Adapted from: Beyond the Basics ®: Meal Planning For Healthy Eating, Diabetes Prevention and Management by Canadian DIabetes Association © 2005

** less than 5 g carb is considered free

Beyond the Basics: Tips

  • Set realistic goals for healthy eating with your Registered Dietitian or Diabetes Educator.
  • Limit intake of saturated & trans fat; these fats are linked to increased risk of cardiovascular disease.
  • Use food labels, the most accurate source of nutrition information to estimate the size of a carbohydrate choice.
  • Choose low GI foods where possible.
  • 6 – 11 g CHO can be counted as 1/2 CHO choice.
  • Common household measures e.g. 1/2 cup, 125 mL are used to identify portion sizes.

Get friendly with fibre

Fibre is a type of carbohydrate that our bodies have difficulty digesting. Because of this, foods that are high in fibre can help manage blood glucose levels. Fibre is also very filling. Eating a high fibre meal can keep you satisfied longer, which is great when you are watching your weight! Excellent high fibre choices are legumes (beans and lentils), cold and hot cereals made with bran, whole grains, vegetables and fruit. Aim for 25-30 grams of fibre everyday.

Learn the Glycemic Index (GI)

The GI is a scale that ranks carbohydrate-rich foods by how much they raise blood glucose levels. Foods with a low GI (55 or less) raise blood glucose levels more slowly than foods with a higher GI. Low GI foods may also help control cholesterol, lower the risk of heart disease and curb your appetite. Some low GI foods are pumpernickel, whole wheat and rye breads, oatmeal, sweet potato, lentils and beans. Medium GI foods are brown rice, couscous, popcorn and digestive biscuits. Aim to eat one low GI food at every meal.

Be aware of what you are eating

Avoid temptation! That muffin with your morning coffee or that sugary afternoon pick-me-up can quickly raise your blood glucose while slowly increasing your waistline. Save your indulgences for special occasions! When you have a long day ahead of you, plan to bring healthy snacks (like vegetable sticks or cheese and high fibre crackers) and pack a lunch the night before. Remember, with moderation and portion control, all foods can fit into a Beyond the Basics® meal plan.

Learn how to read labels

Are you ever confused about foods that say they are “low-fat”, “fat-free”, “high in fibre” or “sugar-free”? Learning to read the Nutrition Facts Panel on a product can provide you with a lot of important information.

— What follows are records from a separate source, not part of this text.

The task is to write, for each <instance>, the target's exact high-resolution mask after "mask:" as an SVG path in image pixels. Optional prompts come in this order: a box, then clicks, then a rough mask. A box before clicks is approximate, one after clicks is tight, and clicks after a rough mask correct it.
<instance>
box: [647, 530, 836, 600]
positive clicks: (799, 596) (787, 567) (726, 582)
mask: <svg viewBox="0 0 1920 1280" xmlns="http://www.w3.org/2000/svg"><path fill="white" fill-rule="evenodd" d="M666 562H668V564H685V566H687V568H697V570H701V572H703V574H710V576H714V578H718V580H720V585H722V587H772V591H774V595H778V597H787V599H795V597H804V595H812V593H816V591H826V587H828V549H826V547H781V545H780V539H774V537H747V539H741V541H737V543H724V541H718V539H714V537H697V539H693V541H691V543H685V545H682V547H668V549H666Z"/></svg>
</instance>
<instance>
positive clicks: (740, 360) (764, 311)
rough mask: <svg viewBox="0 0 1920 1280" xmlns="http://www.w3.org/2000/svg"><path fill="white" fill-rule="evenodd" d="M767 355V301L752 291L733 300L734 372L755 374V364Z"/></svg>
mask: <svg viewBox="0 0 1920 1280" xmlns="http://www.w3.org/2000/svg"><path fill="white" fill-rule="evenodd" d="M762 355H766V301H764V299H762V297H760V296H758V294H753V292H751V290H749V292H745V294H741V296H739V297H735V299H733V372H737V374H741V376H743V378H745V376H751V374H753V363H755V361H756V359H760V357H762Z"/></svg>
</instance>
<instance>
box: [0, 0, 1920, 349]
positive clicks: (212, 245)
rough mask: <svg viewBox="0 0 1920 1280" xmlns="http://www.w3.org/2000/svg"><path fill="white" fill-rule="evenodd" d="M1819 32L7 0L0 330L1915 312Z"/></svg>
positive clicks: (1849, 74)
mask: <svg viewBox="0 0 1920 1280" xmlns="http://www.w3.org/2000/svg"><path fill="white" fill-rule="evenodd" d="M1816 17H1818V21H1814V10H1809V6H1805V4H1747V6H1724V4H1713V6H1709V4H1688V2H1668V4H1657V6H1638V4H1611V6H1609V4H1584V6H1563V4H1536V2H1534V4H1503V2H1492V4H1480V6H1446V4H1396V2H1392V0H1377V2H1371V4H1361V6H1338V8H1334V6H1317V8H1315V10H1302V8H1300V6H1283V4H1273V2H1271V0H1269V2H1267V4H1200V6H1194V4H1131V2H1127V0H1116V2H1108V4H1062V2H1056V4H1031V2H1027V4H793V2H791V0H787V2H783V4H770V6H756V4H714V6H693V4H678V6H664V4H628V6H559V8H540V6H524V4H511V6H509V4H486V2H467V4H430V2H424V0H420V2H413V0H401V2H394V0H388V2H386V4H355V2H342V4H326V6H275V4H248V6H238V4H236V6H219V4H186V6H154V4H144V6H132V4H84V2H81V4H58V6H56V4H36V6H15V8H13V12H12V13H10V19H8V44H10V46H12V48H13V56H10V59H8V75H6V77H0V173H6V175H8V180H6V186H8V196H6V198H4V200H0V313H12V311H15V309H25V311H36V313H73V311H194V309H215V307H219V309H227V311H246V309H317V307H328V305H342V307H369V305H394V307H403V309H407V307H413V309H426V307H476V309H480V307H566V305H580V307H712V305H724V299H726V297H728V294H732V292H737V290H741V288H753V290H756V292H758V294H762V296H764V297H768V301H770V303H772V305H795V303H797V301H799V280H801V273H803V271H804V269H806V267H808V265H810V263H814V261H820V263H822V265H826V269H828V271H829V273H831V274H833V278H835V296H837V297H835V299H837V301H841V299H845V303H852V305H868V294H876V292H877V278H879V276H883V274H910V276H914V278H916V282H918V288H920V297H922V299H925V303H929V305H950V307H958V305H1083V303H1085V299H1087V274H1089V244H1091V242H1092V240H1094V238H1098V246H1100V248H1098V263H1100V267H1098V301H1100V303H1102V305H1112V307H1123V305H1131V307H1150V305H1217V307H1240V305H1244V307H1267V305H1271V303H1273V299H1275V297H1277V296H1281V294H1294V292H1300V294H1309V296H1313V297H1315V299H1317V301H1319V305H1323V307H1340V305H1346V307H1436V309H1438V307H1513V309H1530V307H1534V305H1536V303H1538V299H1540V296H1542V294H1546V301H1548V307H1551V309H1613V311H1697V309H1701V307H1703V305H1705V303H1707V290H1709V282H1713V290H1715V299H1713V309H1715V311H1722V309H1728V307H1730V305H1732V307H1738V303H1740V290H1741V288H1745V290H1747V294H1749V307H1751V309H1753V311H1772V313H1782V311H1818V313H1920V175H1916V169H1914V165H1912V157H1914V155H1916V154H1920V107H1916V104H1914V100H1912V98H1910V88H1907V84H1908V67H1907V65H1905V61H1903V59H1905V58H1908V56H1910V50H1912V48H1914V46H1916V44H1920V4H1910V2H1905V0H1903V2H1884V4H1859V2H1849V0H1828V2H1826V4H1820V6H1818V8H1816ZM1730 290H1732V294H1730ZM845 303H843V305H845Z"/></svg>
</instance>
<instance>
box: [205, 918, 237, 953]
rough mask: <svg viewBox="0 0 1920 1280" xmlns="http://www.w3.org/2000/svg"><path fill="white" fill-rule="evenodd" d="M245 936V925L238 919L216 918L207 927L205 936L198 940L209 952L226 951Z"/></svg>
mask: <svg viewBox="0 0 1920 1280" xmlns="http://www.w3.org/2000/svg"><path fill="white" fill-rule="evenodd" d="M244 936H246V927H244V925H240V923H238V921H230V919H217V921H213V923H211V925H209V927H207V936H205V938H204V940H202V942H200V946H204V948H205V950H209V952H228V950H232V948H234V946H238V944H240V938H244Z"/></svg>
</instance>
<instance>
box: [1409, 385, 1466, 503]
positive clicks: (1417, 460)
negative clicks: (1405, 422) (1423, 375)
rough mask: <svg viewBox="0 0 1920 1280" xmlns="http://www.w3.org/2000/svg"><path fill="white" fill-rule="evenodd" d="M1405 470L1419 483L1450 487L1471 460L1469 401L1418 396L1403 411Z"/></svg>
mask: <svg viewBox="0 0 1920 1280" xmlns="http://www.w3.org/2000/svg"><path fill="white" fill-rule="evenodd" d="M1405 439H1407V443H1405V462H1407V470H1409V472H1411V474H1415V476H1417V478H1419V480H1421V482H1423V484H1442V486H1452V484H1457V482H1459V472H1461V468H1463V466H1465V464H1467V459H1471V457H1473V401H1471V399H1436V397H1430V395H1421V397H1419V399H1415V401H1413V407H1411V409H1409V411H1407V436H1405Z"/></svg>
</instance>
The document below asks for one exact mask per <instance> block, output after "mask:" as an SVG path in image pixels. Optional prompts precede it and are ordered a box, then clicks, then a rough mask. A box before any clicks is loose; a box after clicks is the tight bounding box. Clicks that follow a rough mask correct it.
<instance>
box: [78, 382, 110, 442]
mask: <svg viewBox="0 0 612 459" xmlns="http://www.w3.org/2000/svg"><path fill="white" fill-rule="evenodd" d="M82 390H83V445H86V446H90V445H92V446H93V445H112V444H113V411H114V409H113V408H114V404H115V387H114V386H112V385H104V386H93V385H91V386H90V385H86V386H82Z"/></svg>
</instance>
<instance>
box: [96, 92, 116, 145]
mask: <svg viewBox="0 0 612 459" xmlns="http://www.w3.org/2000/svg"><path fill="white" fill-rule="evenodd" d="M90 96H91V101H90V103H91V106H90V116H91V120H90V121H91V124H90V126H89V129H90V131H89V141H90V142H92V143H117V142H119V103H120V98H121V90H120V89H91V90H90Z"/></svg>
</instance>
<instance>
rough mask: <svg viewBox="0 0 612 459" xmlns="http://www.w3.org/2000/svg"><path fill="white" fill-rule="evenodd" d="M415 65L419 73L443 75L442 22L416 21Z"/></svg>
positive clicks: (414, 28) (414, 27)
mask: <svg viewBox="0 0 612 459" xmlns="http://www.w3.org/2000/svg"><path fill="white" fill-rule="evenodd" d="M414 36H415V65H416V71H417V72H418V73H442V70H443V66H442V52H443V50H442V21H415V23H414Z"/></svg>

For instance, foods that are “low-fat” may still be high in sugar. So, pay close attention to serving size, calories, fat, carbohydrates, sugars and fibre as these details can help you make good choices. For more information on label reading visit latest on labels or the CDA’s Healthy Eating is in Store for You website.

What’s the difference between a Portion Size and a Serving Size?

The serving size is what’s listed on the Nutrition Facts Panel. Serving size is also how Health Canada provides Food Guide recommendations and is the amount of food used for listing the information given in the Nutrition Facts Panel. The portion size is the amount of food that you actually put on your plate. This may be more or less than what the recommended serving size is. Be aware of portion sizes when plating meals because calories, carbohydrates and fat can really add up! Always adjust nutrition information to the portion size you are eating.